Vamos a repasar los principales beneficios que escuchar rock puede aportarnos para nuestra salud, algo que tiene mucho que ver con el efecto que este género musical tiene en nuestro estado de ánimo y nuestras emociones.

Libera tensiones

Según la Universidad de Warwick, en Reino Unido, las personas que escuchan géneros musicales alternativos como el rock y el heavy metal tienden a poseer mayor capacidad de abstracción, liberan tensiones y pueden relajarse fácilmente. La investigación que se realizó consistía en encuestar a personas de entre 11 y 18 años sobre sus gustos musicales. La mayoría de ellos eligió estos géneros.

Las personas explicaron que cuando escuchaban canciones con ese estilo podían hacer catarsis, superar emociones negativas y hacer frente a las presiones académicas, familiares y sociales.

La gran mayoría de canciones que siguen este estilo contienen gran cantidad de metáforas y lenguaje abstracto que le permiten a sus oyentes desarrollar habilidades y estimular su inteligencia. Asimismo, una gran cantidad de personas amantes de este género suelen ser más abiertas a nuevas experiencias y a disfrutar de los riesgos que deben afrontar. Algunos otros demuestran interés por las actividades físicas.

Disminuye la hostilidad

Por otra parte, en la Universidad de Queensland, Australia, mediante un estudio se pudo comprobar que un alto porcentaje de la sociedad logra disminuir la hostilidad y el estrés cuando escucha este tipo de música.

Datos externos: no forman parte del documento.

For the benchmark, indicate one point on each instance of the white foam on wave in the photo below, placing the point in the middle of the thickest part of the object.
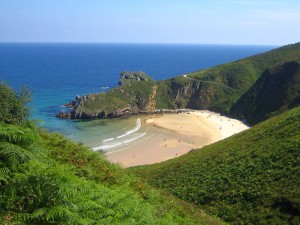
(109, 139)
(118, 144)
(137, 127)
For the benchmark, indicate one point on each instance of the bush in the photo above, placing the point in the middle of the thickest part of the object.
(13, 109)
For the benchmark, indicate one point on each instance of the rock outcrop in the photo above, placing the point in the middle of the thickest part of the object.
(128, 77)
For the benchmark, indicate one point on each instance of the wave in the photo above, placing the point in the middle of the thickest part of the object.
(109, 139)
(118, 144)
(137, 127)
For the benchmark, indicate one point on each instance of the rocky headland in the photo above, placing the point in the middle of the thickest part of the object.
(224, 89)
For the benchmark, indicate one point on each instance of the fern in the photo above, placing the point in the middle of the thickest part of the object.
(12, 155)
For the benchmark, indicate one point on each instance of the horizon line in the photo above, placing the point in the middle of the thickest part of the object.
(138, 43)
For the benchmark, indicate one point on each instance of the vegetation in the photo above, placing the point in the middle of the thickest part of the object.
(275, 91)
(13, 105)
(218, 89)
(47, 179)
(250, 178)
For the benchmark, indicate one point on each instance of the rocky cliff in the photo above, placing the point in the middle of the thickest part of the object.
(218, 89)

De esta manera queda de lado la creencia que se tiene sobre los rockeros, que generalmente es la de personas agresivas y obstinadas.

En ese trabajo, Leah Sharman y el doctor Genevieve Dingle se encargaron del trabajo y descubrieron también que la música extrema puede ayudar a regular la tristeza, aumentar las emociones positivas e inspirar.

Procesa sentimientos negativos

Otros estudios han revelado también que escuchar este tipo de música ayuda a procesar la ira, rabia y el odio. De hecho, muchas personas cuando están enojadas tienden a escuchar este tipo de música para liberar estas emociones.

A pesar de todos los beneficios que puede ofrecer escuchar este tipo de música, aún faltan muchos estudios por realizar para confirmarlo completamente.

Sirve para aumentar la resistencia física

No hay dudas de que la música funciona para incentivar a realizar diferentes actividades. Los ritmos acelerados, fuertes y muchas veces pesados, funcionan como un incentivo en las actividades físicas durante las etapas de acondicionamiento físico, resistencia y fuerza.

Con este tipo de música nos incentivamos a superar los períodos largos e intensos del entrenamiento, según un estudio del Hampden-Sidney College (Virginia). En este estudio se puso a prueba a un grupo de hombres que, mientras escuchaban música rock, pedalearon 11% más que el grupo que pedaleó en silencio.

Según el psicólogo deportivo Costas Karageorghis (Londres), la música es capaz de inspirar movimientos y alcanzar áreas del cerebro que otros medios no logran estimular.

¿Qué se puede escuchar en estos casos?

Algunos clásicos de rock preferidos para escucharlo durante el calentamiento tenemos Moby Dickde Led Zeppelin, 3's & 7's' de Queens Of The Stone Age y Bohemian Rhapsody de Queen.

Para resistir las rutinas puedes escuchar Complexity de Eagles of Death Metal o The Kids Aren't Alright de The Offspring. Para los minutos de cardio, te recomendamos escuchar Knoghts od Cydonian de Muse, pieza que poco a poco va aumentado su ritmo y luego se mantiene por un rato, por lo que es perfecto para trotar por las mañanas.

Durante las rutinas en las que necesites llegar al máximo de tu esfuerzo, puedes escuchar algo más agresivo como Bulls on Parade de Rage Against The Machine, el clásico Chop Suey cd Sistem of a Down, Shadow Moses de Bring Me The Horizon o Danger Line de Avenged Sevenfold.

Entre la cantidad de estilos y bandas, seguro encontrarás la canción adecuada para entrenar, reir o llorar. Es la magia de la música.